El autor es el psicoanalista gallego Manuel Fernández Blanco y el librito se llama El lenguaje del Yo en la modernidad. Lo primero que hace es describir lo que es el Yo para la tradición psicoanalista freudiano-lacaniana: no es innato es algo adquirido. Se origina a partir del estadio del espejo, es decir la contemplación de la propia imagen en un espejo o a través del semejante. Esta experiencia se realiza entre los 16 y los 18 meses. Con la autoimagen el organismo se transforma en un cuerpo, que es la base del yo. Es una imagen acabada y total. Algunas patologías graves aparecen cuando no se da esta construcción del cuerpo. Esto sucede en el autismo o en psicosis infantiles. Estos niños no pueden constituir un yo y no saben diferenciar entre el interior y el exterior. La construcción del cuerpo en el estado del espejo produce sentimientos ambivalentes : por un lado júbilo y por otro angustia. la imagen me la da el otro y también puede desposeerme de ella. Es la agresividad hacia el semejante. esta es la identidad imaginaria del sujeto.
La identidad simbólica viene dada por el Ideal del Yo. El Yo ideal de cada cual se subordina a este Yo ideal, lo imaginario a lo simbólico. La imagen que proyectamos de nosotros mismos debe seguir el modelo del Ideal interiorizado. El ideal del Yo reprime la pulsión y esto produce una neurosis generalizada en la civilización.Pero actualmente hay una caída del Ideal y un imperativo de gozar. El superyo no es represivo sino que está aliado con la pulsión. El imperativo no frena el goce sino que lo potencia : gozar es una obligación. Pasamos del neurótico al perverso. Se elimina la culpa. Este imperativo del goce no lleva a la felicidad sino al malestar, a la depresión generalizada esto ocurre porque la felicidad es un deber y nadie entiende ni acepta sus límites.
En este contexto hay un delirio yoico. El yo está inflado. No hay problema de autoestima porque todos queremos nuestra imagen. Es un yo que dice : "tengo derechos", "soy víctima", "yo quiero". El un yo sin responsabilidad : los derechos no comportan obligaciones; considerar víctima de alguien o de algo significa que no nos hacemos responsables de lo que somos o lo que hacemos : siempre podemos culpabilizar al Otro, aunque sea "la sociedad" o "el sistema". El yo no espera : lo que quiere lo exige ahora. El yo habla y no escucha, solo se escucha a sí mismo.
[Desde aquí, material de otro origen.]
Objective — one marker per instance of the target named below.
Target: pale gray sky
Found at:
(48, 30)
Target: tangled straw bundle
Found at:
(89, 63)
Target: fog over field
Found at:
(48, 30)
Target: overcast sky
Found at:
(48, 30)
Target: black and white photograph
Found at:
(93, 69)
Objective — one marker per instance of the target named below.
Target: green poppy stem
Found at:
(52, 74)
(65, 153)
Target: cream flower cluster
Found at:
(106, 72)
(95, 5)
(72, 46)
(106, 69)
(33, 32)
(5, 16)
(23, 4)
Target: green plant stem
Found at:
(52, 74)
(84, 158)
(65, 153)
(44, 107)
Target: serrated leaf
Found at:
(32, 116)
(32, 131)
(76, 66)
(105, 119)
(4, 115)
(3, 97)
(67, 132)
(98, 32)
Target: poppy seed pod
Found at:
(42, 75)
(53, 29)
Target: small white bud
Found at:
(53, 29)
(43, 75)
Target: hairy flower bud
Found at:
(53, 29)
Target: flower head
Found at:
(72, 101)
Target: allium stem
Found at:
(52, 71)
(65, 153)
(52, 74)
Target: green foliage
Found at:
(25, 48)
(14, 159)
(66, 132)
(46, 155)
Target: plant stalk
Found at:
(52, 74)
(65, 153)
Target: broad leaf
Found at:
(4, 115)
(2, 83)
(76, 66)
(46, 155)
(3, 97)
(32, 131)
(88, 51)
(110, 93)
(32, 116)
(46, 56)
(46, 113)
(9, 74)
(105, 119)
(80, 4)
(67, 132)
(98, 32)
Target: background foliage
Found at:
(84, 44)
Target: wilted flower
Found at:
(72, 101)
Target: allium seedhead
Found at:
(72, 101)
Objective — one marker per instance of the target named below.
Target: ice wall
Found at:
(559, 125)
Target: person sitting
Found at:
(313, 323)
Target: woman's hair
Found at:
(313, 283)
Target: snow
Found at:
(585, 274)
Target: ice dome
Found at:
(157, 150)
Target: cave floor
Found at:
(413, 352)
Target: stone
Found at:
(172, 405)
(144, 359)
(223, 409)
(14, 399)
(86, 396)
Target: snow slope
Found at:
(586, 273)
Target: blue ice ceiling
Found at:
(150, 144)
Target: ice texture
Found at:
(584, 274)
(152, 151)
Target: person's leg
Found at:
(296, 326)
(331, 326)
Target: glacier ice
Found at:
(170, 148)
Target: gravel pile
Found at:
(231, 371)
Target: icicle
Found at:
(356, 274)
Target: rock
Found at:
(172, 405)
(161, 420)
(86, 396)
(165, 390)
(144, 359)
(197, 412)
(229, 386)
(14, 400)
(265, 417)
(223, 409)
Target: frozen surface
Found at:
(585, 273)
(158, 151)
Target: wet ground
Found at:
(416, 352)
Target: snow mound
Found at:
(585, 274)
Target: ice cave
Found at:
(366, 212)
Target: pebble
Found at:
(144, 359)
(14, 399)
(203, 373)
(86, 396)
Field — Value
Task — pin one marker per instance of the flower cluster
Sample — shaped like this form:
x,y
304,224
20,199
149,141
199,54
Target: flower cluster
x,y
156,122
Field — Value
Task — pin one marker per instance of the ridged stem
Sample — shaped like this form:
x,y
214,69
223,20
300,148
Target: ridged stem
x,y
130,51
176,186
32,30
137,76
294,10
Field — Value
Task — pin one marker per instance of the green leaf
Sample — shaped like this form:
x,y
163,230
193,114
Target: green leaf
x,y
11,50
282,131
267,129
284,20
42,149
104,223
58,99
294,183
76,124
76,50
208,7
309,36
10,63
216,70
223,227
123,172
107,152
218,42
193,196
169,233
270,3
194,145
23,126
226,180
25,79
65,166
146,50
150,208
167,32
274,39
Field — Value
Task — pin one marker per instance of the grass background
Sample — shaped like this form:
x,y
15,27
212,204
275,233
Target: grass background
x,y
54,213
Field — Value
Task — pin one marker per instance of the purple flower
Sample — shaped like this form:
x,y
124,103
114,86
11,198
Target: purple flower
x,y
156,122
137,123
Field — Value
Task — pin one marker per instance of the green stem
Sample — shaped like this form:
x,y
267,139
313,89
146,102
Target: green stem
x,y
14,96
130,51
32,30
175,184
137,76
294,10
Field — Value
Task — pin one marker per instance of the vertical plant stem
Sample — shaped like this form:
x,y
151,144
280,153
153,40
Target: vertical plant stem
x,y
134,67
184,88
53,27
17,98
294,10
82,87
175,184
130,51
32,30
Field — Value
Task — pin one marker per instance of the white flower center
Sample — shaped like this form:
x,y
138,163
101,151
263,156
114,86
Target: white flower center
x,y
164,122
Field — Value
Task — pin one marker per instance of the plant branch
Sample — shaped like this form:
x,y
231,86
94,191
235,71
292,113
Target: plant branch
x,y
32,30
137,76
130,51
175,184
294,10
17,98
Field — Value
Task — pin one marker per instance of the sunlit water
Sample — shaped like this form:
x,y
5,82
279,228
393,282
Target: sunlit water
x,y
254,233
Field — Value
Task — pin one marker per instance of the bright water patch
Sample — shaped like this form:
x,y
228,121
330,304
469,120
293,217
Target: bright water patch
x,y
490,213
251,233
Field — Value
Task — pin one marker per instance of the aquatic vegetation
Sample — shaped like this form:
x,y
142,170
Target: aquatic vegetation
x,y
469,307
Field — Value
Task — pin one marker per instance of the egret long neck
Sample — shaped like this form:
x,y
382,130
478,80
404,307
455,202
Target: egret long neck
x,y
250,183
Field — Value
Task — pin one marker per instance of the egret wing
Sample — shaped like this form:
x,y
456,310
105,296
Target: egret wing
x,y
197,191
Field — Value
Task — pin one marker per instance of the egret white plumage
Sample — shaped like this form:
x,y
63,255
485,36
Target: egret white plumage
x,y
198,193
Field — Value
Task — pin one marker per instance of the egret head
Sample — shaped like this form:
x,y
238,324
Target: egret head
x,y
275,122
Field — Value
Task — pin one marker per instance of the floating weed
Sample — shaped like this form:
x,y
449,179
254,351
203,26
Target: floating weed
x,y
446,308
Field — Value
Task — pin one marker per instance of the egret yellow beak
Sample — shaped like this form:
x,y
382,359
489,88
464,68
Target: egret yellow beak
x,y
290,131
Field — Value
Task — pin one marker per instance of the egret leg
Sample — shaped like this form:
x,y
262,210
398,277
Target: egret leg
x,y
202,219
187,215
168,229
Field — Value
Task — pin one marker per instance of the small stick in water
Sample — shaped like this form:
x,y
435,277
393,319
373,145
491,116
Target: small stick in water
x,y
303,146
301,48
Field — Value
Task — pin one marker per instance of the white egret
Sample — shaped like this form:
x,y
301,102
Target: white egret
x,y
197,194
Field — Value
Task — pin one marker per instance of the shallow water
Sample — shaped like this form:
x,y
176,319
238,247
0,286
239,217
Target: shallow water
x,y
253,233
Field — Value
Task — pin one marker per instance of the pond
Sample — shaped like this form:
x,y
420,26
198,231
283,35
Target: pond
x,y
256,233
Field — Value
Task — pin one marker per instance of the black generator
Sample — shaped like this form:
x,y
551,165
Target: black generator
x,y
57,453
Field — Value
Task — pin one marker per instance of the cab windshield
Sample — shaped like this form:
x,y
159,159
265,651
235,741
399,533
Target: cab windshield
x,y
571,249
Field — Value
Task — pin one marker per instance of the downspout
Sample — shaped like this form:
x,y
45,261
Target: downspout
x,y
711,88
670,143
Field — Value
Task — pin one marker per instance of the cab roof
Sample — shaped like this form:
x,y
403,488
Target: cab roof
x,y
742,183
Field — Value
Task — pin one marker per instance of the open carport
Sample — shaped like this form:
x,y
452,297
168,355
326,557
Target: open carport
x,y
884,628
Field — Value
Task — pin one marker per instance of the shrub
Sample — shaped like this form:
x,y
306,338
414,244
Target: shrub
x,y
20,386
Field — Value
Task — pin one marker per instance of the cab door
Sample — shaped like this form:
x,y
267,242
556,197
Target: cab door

En lugar de diálogos hay monólogos interrumpidos. nadie se responsabiliza tampoco de lo que dice y de los efectos de su palabra. En nombre de "la sinceridad" o "la espontaneidad" lo podemos decir todo, cuando queramos y a quien queramos. Igual que la culpa se elimina también la vergüenza : mostramos lo que la represión ocultaba.